Cette démarche, toute folle qu’elle était, m’attira, dans le pays, une sorte de considération qui me fut utile. Les uns me supposèrent des ressources que je n’avais pas ; d’autres, me voyant livré tout à fait à la musique, jugèrent de mon talent par mon sacrifice, et crurent qu’avec tant de passion pour cet art je devais le posséder supérieurement. Dans le royaume des aveugles les borgnes sont rois : je passai là pour un bon maître, parce qu’il n’y en avait que de mauvais. Ne manquant pas, au reste, d’un certain goût de chant, favorisé d’ailleurs par mon âge et par ma figure, j’eus bientôt plus d’écolières qu’il ne m’en fallait pour remplacer ma paye de secrétaire.

Il est certain que pour l’agrément de la vie on ne pouvait passer plus rapidement d’une extrémité à l’autre. Au cadastre, occupé huit heures par jour du plus maussade travail, avec des gens encore plus maussades ; enfermé dans un triste bureau empuanti de l’haleine et de la sueur de tous ces manants, la plupart fort mal peignés et fort malpropres, je me sentais quelquefois accablé jusqu’au vertige par l’attention, l’odeur, la gêne et l’ennui. Au lieu de cela, me voilà tout à coup jeté parmi le beau monde, admis, recherché dans les meilleures maisons ; partout un accueil gracieux, caressant, un air de fête : d’aimables demoiselles bien parées m’attendent, me reçoivent avec empressement, je ne vois que des objets charmants, je ne sens que la rose et la fleur d’orange ; on chante, on cause, on rit, on s’amuse ; je ne sors de là que pour aller ailleurs en faire autant. On conviendra qu’à égalité dans les avantages, il n’y avait pas à balancer dans le choix. Aussi me trouvai-je si bien du mien, qu’il ne m’est arrivé jamais de m’en repentir ; et je ne m’en repens pas même en ce moment, où je pèse, au poids de la raison, les actions de ma vie, et où je suis délivré des motifs peu sensés qui m’ont entraîné.

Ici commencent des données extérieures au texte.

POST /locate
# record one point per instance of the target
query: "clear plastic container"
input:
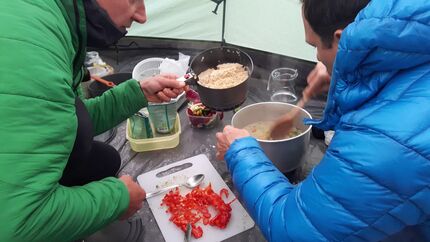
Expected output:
(158, 142)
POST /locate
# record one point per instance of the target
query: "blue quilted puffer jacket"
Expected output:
(374, 181)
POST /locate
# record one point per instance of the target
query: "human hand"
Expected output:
(137, 195)
(162, 88)
(318, 81)
(226, 138)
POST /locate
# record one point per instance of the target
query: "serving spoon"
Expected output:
(191, 183)
(103, 81)
(285, 123)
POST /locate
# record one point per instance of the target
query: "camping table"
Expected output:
(143, 227)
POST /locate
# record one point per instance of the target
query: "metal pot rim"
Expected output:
(287, 104)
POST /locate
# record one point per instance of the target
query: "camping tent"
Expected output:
(274, 26)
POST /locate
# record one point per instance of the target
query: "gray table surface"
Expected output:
(143, 227)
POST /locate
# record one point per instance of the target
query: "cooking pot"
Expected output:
(96, 89)
(286, 154)
(228, 98)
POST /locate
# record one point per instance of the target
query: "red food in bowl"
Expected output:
(202, 117)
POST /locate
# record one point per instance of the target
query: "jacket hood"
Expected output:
(387, 38)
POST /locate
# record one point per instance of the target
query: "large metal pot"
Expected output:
(222, 99)
(286, 154)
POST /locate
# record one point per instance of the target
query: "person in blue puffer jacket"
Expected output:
(373, 183)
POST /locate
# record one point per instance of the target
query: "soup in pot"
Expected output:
(261, 130)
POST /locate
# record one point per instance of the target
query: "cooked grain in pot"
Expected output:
(224, 76)
(261, 130)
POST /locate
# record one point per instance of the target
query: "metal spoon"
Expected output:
(191, 183)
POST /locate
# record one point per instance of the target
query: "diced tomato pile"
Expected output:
(193, 208)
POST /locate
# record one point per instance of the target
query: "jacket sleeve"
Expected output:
(354, 194)
(115, 105)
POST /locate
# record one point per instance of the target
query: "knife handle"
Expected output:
(151, 194)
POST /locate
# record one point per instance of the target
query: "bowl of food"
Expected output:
(202, 117)
(287, 153)
(222, 75)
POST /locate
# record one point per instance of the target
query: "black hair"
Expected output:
(327, 16)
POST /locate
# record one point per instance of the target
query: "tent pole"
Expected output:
(223, 23)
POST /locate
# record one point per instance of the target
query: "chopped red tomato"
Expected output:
(193, 208)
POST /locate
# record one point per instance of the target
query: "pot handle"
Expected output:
(189, 79)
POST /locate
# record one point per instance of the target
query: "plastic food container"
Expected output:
(158, 142)
(203, 121)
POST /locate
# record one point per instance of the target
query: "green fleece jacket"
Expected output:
(42, 49)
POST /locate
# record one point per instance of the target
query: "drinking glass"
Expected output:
(281, 85)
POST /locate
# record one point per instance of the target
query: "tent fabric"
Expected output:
(374, 180)
(274, 26)
(39, 125)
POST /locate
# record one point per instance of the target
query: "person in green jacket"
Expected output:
(46, 130)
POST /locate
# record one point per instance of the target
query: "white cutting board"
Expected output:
(239, 221)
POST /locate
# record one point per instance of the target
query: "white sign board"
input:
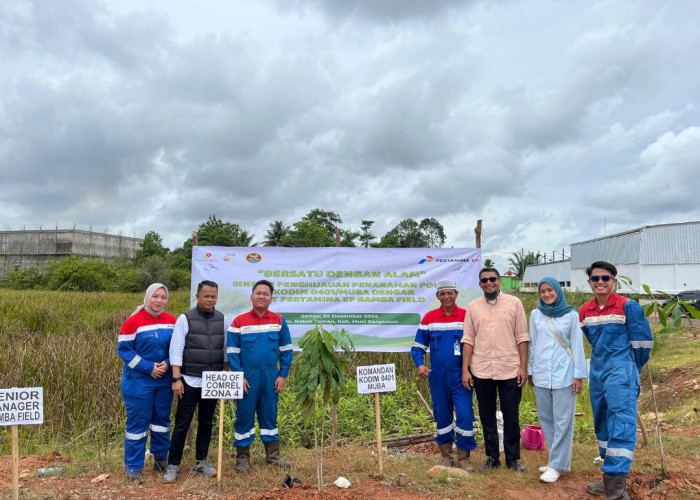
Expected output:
(376, 378)
(222, 385)
(22, 406)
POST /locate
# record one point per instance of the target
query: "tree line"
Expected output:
(156, 263)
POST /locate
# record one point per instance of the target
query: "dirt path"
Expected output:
(265, 483)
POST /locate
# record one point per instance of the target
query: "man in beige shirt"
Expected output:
(495, 342)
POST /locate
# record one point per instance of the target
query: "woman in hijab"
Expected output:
(557, 367)
(143, 345)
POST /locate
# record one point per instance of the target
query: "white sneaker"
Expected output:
(550, 475)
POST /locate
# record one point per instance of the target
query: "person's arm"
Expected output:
(286, 354)
(533, 346)
(468, 339)
(177, 347)
(126, 350)
(522, 339)
(641, 338)
(420, 345)
(522, 369)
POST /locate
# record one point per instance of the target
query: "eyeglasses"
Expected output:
(492, 279)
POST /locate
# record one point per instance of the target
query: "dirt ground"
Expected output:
(683, 481)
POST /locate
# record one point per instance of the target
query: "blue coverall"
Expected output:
(256, 346)
(621, 343)
(143, 341)
(442, 334)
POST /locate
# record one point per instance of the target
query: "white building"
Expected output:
(666, 257)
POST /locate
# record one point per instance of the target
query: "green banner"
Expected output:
(349, 319)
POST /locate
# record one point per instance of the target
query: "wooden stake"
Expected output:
(644, 430)
(378, 418)
(15, 462)
(222, 402)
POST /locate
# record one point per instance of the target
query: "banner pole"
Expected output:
(222, 402)
(379, 431)
(15, 462)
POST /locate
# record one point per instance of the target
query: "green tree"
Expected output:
(366, 237)
(276, 232)
(76, 274)
(324, 218)
(216, 232)
(307, 233)
(348, 237)
(152, 245)
(433, 232)
(520, 260)
(410, 234)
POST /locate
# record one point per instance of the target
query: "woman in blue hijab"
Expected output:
(557, 365)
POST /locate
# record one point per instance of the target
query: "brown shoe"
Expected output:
(463, 460)
(615, 487)
(597, 488)
(446, 452)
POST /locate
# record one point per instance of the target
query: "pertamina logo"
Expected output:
(253, 258)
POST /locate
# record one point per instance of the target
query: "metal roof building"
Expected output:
(666, 257)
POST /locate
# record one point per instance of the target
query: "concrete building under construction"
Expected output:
(20, 249)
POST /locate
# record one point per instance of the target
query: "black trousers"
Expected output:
(183, 417)
(509, 395)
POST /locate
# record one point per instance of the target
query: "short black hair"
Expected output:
(489, 270)
(266, 283)
(204, 283)
(601, 264)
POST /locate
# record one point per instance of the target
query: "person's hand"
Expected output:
(280, 382)
(577, 386)
(159, 369)
(467, 380)
(179, 388)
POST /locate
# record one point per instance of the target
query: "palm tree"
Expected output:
(521, 260)
(274, 235)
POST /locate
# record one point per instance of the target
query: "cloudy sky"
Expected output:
(554, 122)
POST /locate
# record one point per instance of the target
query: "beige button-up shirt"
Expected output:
(494, 331)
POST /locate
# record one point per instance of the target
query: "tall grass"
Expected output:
(66, 343)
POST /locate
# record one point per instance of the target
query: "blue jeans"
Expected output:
(555, 410)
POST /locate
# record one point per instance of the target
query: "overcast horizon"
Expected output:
(554, 122)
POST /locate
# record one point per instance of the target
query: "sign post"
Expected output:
(222, 386)
(374, 379)
(20, 406)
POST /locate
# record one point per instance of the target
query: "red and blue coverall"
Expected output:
(621, 343)
(144, 340)
(443, 333)
(260, 347)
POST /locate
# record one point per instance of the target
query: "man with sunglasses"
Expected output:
(495, 342)
(441, 331)
(621, 343)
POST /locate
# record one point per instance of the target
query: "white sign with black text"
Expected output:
(22, 406)
(376, 378)
(222, 385)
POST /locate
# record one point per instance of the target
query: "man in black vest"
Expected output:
(197, 345)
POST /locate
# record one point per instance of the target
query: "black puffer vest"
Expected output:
(204, 343)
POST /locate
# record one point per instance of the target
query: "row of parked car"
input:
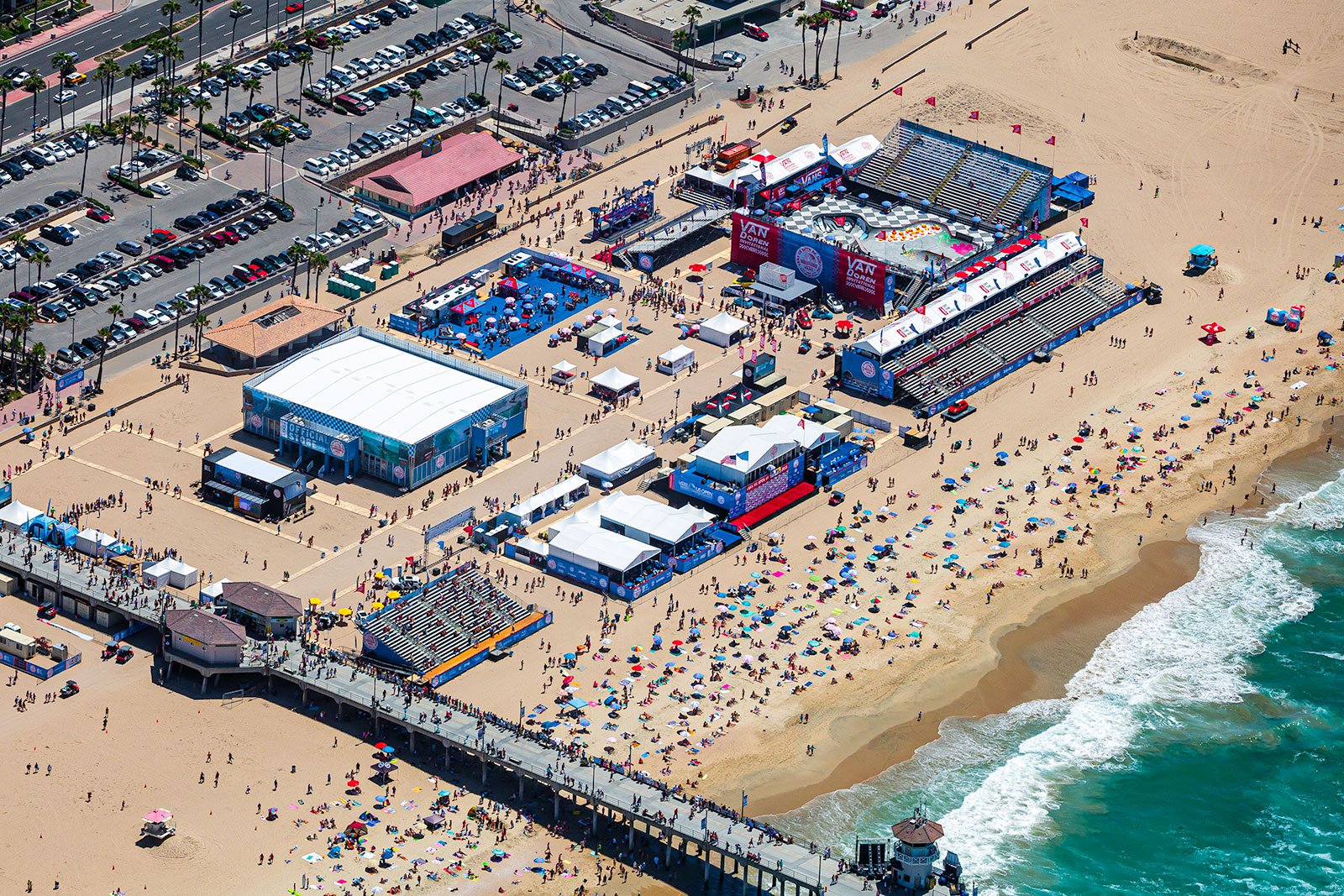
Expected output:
(22, 164)
(358, 70)
(143, 160)
(22, 217)
(636, 96)
(421, 121)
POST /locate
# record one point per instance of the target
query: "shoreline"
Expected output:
(1028, 661)
(1035, 658)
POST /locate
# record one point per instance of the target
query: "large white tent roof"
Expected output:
(615, 379)
(381, 389)
(644, 515)
(978, 291)
(723, 322)
(616, 459)
(588, 546)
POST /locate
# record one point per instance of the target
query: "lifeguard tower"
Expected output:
(1202, 258)
(158, 825)
(914, 853)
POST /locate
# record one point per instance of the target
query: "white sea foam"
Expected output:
(1189, 647)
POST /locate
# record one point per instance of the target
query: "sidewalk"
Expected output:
(37, 40)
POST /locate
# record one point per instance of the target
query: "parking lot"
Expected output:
(134, 219)
(449, 82)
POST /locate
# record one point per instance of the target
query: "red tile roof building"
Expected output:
(421, 183)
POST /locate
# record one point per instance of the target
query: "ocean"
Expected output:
(1200, 750)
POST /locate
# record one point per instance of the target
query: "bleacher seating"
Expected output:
(951, 175)
(449, 616)
(1021, 333)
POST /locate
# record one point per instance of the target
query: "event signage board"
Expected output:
(754, 241)
(860, 280)
(66, 380)
(461, 517)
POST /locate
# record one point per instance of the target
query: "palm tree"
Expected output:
(201, 322)
(843, 8)
(306, 62)
(235, 9)
(333, 46)
(6, 86)
(170, 9)
(566, 82)
(692, 15)
(503, 67)
(179, 307)
(62, 63)
(277, 46)
(297, 253)
(19, 244)
(105, 74)
(34, 83)
(820, 24)
(39, 258)
(87, 132)
(201, 33)
(37, 360)
(202, 105)
(680, 40)
(801, 24)
(228, 71)
(105, 335)
(318, 262)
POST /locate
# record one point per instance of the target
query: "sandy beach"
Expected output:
(1198, 129)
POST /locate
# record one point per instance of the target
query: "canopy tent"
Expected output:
(676, 359)
(591, 547)
(617, 463)
(723, 329)
(17, 516)
(98, 544)
(613, 383)
(215, 589)
(558, 497)
(171, 573)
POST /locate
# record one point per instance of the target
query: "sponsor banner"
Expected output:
(860, 280)
(754, 241)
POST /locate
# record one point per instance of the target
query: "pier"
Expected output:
(604, 788)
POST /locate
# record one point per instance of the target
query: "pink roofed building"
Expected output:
(420, 184)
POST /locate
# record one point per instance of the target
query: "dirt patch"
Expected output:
(1215, 65)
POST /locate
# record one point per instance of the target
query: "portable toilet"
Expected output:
(1202, 258)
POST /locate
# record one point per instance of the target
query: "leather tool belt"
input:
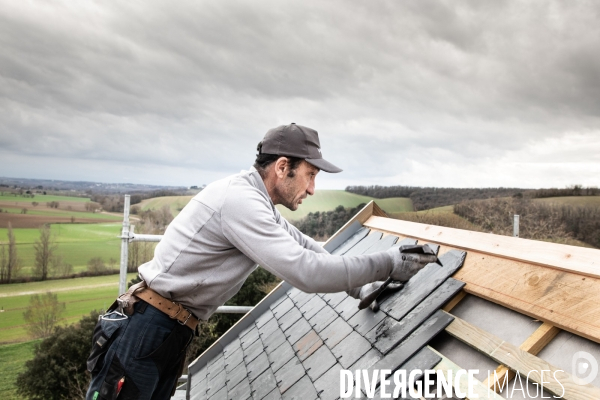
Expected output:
(173, 309)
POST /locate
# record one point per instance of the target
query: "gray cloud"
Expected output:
(421, 93)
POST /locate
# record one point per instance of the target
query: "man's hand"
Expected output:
(408, 260)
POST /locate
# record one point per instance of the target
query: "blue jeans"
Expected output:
(144, 351)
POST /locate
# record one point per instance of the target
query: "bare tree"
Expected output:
(10, 264)
(44, 248)
(43, 313)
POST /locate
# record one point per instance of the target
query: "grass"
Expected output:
(77, 243)
(13, 358)
(80, 295)
(40, 198)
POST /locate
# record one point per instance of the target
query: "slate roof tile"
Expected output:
(307, 345)
(333, 299)
(335, 332)
(282, 308)
(234, 360)
(310, 308)
(249, 338)
(253, 351)
(264, 318)
(237, 375)
(281, 353)
(299, 329)
(289, 319)
(280, 356)
(347, 308)
(263, 385)
(241, 391)
(349, 350)
(364, 320)
(319, 362)
(302, 390)
(273, 341)
(323, 318)
(289, 374)
(328, 385)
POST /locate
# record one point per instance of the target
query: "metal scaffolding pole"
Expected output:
(124, 247)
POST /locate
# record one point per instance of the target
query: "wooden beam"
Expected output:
(554, 380)
(575, 259)
(454, 302)
(479, 389)
(533, 345)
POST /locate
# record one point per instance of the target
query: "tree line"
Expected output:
(539, 221)
(425, 198)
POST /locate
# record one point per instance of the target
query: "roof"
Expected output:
(497, 309)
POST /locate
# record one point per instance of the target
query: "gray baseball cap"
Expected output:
(296, 141)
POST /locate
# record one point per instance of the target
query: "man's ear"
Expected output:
(281, 167)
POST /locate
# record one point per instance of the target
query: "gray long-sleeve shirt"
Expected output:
(232, 225)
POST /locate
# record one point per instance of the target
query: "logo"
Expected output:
(585, 368)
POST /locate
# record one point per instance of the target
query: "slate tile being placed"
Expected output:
(323, 318)
(319, 362)
(365, 320)
(335, 332)
(390, 332)
(296, 331)
(333, 299)
(382, 245)
(238, 374)
(241, 391)
(264, 318)
(257, 366)
(422, 284)
(253, 351)
(289, 318)
(280, 356)
(264, 384)
(307, 345)
(289, 374)
(313, 306)
(364, 244)
(349, 350)
(234, 360)
(328, 385)
(411, 345)
(251, 337)
(301, 390)
(347, 308)
(283, 308)
(351, 241)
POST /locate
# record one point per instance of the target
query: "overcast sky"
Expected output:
(425, 93)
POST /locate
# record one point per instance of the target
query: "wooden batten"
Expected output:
(550, 282)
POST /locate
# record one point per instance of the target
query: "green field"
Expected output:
(80, 295)
(40, 198)
(77, 243)
(13, 358)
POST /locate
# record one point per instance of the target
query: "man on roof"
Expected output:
(207, 253)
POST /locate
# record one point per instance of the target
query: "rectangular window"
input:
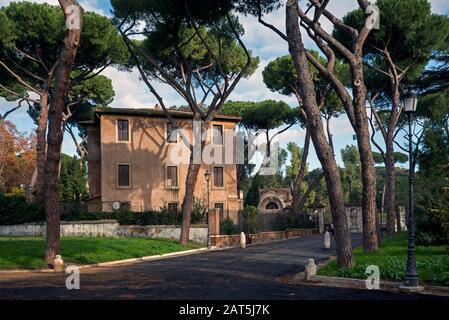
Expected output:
(124, 175)
(172, 206)
(172, 176)
(218, 177)
(218, 134)
(220, 206)
(123, 130)
(172, 134)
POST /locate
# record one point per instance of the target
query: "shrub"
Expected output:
(249, 218)
(14, 209)
(228, 227)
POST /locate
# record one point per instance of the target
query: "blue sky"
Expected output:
(130, 92)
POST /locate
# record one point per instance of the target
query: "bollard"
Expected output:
(310, 269)
(242, 240)
(327, 240)
(58, 264)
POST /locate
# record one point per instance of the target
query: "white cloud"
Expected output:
(131, 92)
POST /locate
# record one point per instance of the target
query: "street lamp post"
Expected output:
(207, 178)
(410, 101)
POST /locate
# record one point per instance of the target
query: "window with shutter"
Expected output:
(123, 172)
(172, 134)
(123, 130)
(172, 176)
(218, 134)
(218, 177)
(172, 206)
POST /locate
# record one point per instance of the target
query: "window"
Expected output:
(123, 130)
(172, 177)
(218, 134)
(172, 134)
(172, 206)
(272, 206)
(221, 207)
(218, 177)
(123, 175)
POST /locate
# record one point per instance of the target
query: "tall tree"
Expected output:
(29, 49)
(280, 76)
(395, 55)
(352, 173)
(195, 47)
(307, 92)
(73, 14)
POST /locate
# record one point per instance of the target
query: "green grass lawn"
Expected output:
(28, 252)
(432, 262)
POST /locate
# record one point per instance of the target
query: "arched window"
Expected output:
(272, 206)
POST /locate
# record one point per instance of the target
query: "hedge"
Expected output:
(16, 210)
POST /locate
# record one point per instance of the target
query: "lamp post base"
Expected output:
(409, 289)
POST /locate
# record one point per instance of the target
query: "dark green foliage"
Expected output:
(228, 227)
(253, 196)
(249, 216)
(153, 217)
(432, 262)
(398, 157)
(15, 209)
(72, 180)
(263, 115)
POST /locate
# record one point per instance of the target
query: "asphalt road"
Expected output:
(257, 272)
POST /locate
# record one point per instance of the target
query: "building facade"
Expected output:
(137, 161)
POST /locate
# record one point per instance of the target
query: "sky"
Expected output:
(132, 93)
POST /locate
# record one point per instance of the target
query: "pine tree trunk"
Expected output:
(398, 219)
(296, 192)
(41, 147)
(322, 147)
(55, 134)
(370, 241)
(187, 204)
(390, 190)
(191, 179)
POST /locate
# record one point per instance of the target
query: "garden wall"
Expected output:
(234, 240)
(104, 228)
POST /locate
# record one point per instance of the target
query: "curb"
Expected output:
(361, 284)
(112, 263)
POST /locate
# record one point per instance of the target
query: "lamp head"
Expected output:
(410, 101)
(207, 175)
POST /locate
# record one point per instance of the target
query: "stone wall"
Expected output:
(165, 232)
(221, 241)
(104, 228)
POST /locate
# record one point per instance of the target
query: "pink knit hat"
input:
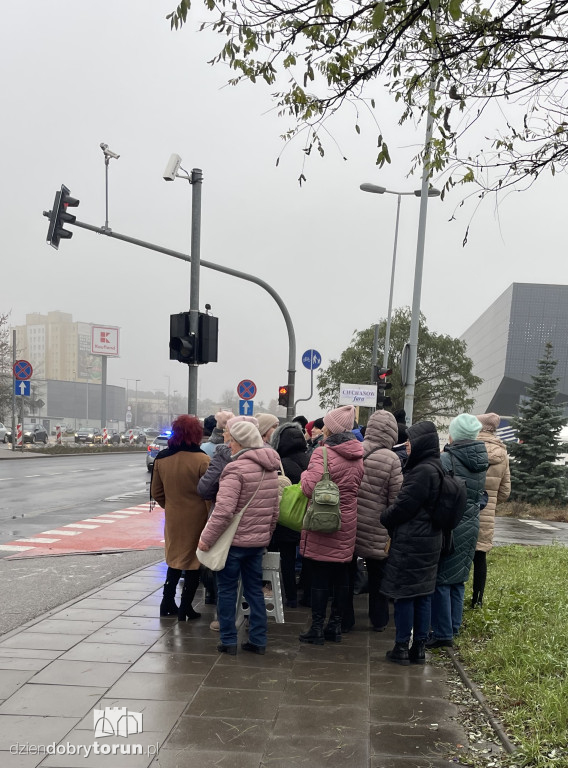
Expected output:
(340, 420)
(222, 417)
(489, 422)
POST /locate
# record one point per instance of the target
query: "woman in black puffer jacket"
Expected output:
(290, 444)
(410, 571)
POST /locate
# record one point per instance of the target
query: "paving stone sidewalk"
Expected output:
(299, 705)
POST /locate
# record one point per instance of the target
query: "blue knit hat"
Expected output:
(465, 427)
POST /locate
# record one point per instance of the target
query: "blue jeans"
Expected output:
(412, 613)
(447, 610)
(245, 562)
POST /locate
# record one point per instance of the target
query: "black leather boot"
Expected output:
(399, 654)
(340, 602)
(189, 589)
(168, 605)
(417, 653)
(314, 635)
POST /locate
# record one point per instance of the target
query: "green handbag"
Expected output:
(293, 505)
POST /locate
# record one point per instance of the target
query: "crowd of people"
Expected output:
(389, 478)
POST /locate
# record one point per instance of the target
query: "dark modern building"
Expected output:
(508, 340)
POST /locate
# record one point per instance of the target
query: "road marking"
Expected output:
(38, 541)
(80, 525)
(538, 524)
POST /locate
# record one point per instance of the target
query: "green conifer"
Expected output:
(536, 475)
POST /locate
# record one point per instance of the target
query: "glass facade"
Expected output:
(508, 340)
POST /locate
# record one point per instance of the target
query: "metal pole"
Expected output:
(415, 319)
(387, 334)
(13, 391)
(196, 186)
(290, 411)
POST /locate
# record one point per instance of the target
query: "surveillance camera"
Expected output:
(172, 168)
(108, 152)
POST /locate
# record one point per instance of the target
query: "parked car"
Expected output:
(158, 444)
(87, 435)
(31, 433)
(139, 437)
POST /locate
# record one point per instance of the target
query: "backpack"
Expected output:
(283, 482)
(323, 514)
(449, 508)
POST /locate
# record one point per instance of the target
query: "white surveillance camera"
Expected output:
(172, 168)
(108, 152)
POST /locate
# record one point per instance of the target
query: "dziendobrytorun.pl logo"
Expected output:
(107, 722)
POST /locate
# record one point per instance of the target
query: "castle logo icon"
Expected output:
(116, 721)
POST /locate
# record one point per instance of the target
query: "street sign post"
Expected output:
(22, 370)
(311, 359)
(246, 389)
(22, 387)
(246, 407)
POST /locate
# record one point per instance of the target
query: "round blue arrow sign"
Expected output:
(22, 370)
(311, 359)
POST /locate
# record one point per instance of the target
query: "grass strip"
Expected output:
(516, 649)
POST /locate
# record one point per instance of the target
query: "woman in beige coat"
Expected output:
(177, 470)
(498, 487)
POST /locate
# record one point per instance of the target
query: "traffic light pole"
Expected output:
(290, 410)
(196, 186)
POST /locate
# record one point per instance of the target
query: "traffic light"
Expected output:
(183, 344)
(284, 395)
(58, 217)
(207, 338)
(383, 401)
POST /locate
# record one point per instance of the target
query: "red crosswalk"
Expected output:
(125, 529)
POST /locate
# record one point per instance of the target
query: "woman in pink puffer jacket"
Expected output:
(330, 553)
(250, 476)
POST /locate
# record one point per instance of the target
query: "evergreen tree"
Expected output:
(535, 475)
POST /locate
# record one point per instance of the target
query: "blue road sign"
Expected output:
(22, 370)
(22, 387)
(246, 389)
(311, 359)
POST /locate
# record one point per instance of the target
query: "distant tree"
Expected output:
(444, 378)
(5, 369)
(535, 475)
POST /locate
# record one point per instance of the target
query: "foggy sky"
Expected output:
(76, 75)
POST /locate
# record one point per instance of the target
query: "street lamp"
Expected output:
(374, 188)
(136, 404)
(195, 178)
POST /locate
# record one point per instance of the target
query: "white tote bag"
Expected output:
(216, 557)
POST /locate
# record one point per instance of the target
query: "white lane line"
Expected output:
(80, 525)
(37, 541)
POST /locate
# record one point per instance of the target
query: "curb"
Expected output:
(480, 698)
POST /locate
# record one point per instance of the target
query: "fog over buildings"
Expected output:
(80, 74)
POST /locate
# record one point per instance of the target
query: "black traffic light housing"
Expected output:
(58, 217)
(183, 344)
(380, 376)
(284, 395)
(186, 347)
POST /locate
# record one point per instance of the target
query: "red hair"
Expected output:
(185, 429)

Voilà presque l’unique fois qu’en n’écoutant que mes penchants je n’ai pas vu tromper mon attente. L’accueil aisé, l’esprit liant, l’humeur facile des habitants du pays me rendit le commerce du monde aimable ; et le goût que j’y pris alors m’a bien prouvé que si je n’aime pas à vivre parmi les hommes, c’est moins ma faute que la leur.